Patients visiting a hospital can have a multitude of medical conditions, which may be treated simultaneously or in different time periods. As a result, the medical record of a patient can grow in size and complexity, which makes it difficult for specialists to find information that is important for setting up a treatment plan. They have to go through the search process manually, and may not notice important information due to the overwhelming size of the patient file.
Existing document management systems are able to display the documents in a patient record by their date of creation or date of last change. Moreover, automatic generation of a timeline with icons representing documents generated, is known in the art. Also, sorting functionality may be provided, for example in alphabetical order according to the filename.

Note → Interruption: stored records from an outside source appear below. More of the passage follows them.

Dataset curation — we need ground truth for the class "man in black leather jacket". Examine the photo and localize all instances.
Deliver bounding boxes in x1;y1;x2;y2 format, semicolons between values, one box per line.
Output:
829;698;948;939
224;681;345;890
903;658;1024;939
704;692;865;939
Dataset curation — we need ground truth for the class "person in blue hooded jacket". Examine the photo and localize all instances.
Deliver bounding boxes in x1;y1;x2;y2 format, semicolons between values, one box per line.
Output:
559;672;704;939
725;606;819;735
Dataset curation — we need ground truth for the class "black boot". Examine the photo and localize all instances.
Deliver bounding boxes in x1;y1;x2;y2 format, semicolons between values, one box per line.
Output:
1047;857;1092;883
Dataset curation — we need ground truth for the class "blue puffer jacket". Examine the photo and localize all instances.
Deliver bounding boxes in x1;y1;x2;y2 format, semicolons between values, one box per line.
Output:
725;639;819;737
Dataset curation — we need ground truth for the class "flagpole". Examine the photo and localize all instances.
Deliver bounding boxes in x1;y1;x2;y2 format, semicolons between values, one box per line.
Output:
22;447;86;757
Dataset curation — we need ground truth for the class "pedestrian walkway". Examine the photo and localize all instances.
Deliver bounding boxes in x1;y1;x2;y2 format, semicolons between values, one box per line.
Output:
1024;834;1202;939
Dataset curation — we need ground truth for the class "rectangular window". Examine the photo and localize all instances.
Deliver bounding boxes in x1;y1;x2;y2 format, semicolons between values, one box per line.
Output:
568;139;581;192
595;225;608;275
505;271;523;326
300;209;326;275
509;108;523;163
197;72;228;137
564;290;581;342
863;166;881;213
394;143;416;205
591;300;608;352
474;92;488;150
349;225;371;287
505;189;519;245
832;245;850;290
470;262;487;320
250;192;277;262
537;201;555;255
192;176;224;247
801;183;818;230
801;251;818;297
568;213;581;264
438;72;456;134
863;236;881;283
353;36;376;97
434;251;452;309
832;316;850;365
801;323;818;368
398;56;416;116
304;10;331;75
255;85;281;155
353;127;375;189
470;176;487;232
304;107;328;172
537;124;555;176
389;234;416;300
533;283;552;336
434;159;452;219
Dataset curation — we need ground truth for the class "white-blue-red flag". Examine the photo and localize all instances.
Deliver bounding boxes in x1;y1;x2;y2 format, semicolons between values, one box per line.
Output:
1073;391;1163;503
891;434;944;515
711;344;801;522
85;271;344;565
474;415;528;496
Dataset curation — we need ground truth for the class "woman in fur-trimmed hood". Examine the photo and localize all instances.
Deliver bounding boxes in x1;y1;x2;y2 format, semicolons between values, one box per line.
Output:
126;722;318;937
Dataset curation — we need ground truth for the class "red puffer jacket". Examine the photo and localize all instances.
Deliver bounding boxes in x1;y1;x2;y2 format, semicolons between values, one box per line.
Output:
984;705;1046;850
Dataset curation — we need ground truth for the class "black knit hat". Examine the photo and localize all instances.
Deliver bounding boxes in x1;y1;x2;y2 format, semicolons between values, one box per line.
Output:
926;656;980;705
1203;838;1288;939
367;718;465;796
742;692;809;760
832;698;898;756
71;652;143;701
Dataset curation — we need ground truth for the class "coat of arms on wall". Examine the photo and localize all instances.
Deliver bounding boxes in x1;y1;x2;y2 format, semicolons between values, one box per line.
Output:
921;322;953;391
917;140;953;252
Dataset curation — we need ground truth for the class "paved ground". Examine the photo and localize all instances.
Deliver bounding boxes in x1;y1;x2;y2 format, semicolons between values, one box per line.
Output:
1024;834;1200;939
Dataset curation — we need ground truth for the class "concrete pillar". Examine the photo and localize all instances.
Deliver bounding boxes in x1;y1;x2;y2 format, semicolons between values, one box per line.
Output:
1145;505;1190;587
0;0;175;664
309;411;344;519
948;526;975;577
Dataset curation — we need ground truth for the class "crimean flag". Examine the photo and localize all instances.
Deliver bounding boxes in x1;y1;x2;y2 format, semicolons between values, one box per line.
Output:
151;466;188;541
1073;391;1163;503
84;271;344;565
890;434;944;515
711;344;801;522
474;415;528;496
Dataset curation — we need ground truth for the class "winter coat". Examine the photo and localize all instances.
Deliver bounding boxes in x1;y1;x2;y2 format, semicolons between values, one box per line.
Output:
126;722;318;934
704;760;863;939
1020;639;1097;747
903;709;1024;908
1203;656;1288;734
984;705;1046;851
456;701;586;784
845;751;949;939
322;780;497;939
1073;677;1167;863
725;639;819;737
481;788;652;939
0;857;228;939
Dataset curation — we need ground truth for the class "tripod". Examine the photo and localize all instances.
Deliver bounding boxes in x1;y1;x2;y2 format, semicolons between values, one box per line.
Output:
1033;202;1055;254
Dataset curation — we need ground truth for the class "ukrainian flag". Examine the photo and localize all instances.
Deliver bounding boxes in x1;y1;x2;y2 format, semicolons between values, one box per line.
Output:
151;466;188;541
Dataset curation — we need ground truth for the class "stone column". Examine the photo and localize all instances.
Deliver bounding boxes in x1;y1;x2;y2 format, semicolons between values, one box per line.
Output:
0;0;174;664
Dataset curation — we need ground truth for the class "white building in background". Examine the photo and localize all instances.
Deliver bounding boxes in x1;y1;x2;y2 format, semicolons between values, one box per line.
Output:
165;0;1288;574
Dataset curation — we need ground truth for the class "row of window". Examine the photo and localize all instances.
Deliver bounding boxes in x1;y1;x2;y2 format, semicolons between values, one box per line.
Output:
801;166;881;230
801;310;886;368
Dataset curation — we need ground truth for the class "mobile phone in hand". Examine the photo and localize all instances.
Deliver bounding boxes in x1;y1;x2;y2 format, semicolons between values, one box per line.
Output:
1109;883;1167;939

“The Evolution of an Integrated Timeline for Oncology Patient Healthcare”, by A. A. T. Bui et al., Proc. AMIA Symp. 1998:165-9, PMID: 9929203, discloses an infrastructure for the creation of an integrated multimedia timeline that automatically combines patient information from distributed hospital information sources. Documents retrieved by a prefetch monitor are classified using schemes and data models to determine appropriate inclusion into document timelines. A document can appear in several document timelines if it matches different document categories. For example, a thoracic radiology report on lung cancer may appear in both a pulmonary document timeline and an oncology document timeline.
However, these existing document systems have a drawback in that it is not easy to find the right document from the document list or timeline. Also, information may be overlooked, because it is not clear which documents may contain important information.